### Load and Index Data - Vector Store

We will use [Azure Cognitive Search](https://learn.microsoft.com/en-us/azure/search/search-what-is-azure-search) to load and index the data.  Azure Cognitive Search is a cloud search service with built-in AI capabilities that enrich all types of information to easily identify and explore relevant content at scale. It uses the same integrated Microsoft natural language stack that Bing and Office have used for more than a decade, and AI services across vision, language, and speech, to deliver knowledge from structured and unstructured data.

Cognitive search enabled the vector search feature! When done correctly, vector search is a proven technique for significantly increasing the semantic relevance of search results.  It is a technique that uses machine learning to embed text into a vector space, where the distance between vectors is a measure of semantic similarity.  This allows for the use of vector similarity search to find relevant results.  [Sign up]
(https://aka.ms/VectorSearchSignUp) for Private Preview of Vector Search.

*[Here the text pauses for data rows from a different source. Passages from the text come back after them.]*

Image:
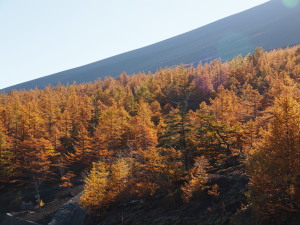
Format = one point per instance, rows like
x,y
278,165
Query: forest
x,y
163,132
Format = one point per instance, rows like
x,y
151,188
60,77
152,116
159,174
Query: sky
x,y
42,37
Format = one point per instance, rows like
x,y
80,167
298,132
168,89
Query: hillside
x,y
271,25
212,144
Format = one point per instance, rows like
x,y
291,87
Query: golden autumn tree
x,y
197,180
274,167
145,134
112,132
6,166
95,188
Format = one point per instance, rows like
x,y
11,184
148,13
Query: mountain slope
x,y
271,25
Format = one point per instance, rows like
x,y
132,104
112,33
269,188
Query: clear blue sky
x,y
41,37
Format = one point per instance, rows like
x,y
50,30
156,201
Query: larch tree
x,y
274,167
95,188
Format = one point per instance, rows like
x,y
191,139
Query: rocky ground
x,y
170,210
229,207
12,201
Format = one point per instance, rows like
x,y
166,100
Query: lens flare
x,y
290,3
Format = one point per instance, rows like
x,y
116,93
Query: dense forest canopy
x,y
162,132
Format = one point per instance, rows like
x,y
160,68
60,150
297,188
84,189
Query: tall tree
x,y
275,164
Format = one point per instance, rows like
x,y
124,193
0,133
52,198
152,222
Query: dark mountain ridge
x,y
270,25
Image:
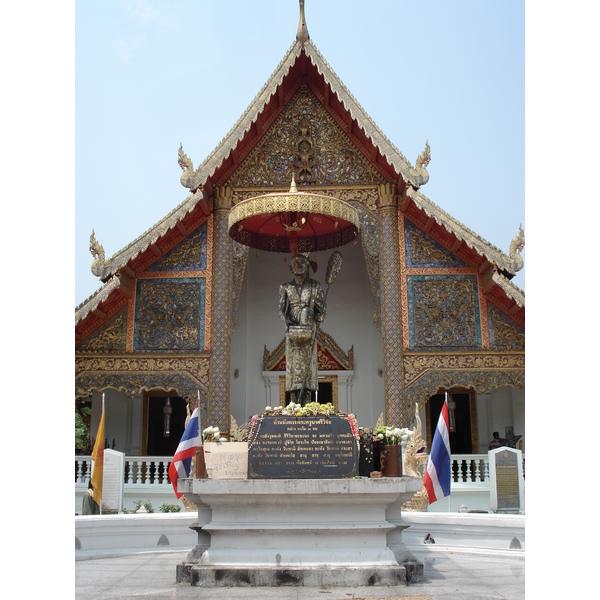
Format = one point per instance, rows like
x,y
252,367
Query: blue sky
x,y
152,74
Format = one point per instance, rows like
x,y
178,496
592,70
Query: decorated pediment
x,y
422,251
307,141
189,255
330,357
108,338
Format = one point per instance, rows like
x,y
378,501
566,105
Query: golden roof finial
x,y
302,34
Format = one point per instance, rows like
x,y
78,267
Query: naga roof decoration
x,y
198,180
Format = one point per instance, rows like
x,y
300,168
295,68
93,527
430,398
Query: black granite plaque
x,y
285,447
365,457
507,480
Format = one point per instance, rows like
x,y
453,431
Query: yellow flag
x,y
98,458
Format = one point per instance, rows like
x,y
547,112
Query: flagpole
x,y
102,442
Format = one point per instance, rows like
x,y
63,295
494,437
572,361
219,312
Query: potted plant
x,y
390,441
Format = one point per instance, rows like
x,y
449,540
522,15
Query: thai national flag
x,y
437,475
182,461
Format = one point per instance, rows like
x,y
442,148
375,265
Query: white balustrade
x,y
139,470
153,470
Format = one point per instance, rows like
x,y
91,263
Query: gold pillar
x,y
396,413
218,391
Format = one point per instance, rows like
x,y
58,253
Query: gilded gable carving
x,y
170,315
109,338
188,255
306,140
443,312
505,334
422,251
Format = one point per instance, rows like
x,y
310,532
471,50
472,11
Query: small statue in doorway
x,y
302,307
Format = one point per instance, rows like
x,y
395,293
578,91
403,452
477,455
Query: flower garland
x,y
212,434
312,409
392,435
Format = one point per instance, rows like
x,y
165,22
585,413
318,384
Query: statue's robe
x,y
302,307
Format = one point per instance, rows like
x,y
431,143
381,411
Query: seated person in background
x,y
495,443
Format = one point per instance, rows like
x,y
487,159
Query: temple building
x,y
422,307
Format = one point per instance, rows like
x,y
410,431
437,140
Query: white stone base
x,y
299,531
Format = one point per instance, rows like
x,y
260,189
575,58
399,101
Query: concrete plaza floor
x,y
449,574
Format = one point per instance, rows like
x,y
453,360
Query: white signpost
x,y
506,480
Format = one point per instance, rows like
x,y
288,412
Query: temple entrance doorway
x,y
161,437
464,437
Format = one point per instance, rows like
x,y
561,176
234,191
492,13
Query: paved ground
x,y
450,574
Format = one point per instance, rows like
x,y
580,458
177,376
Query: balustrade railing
x,y
153,470
472,468
139,470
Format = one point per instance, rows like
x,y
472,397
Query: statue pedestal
x,y
305,532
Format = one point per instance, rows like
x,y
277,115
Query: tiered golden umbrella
x,y
293,222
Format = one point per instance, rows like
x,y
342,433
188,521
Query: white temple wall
x,y
500,409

Cognitive Search can index and store vectors, but it doesn't generate them out of the box. The documents that you push to your search service must contain vectors within the payload. Alternatively, you can use the Indexer to pull vectors from your data sources such as Blob Storage JSON files or CSVs. You can also use a Custom Skill to generate embeddings as part of the AI Enrichment process.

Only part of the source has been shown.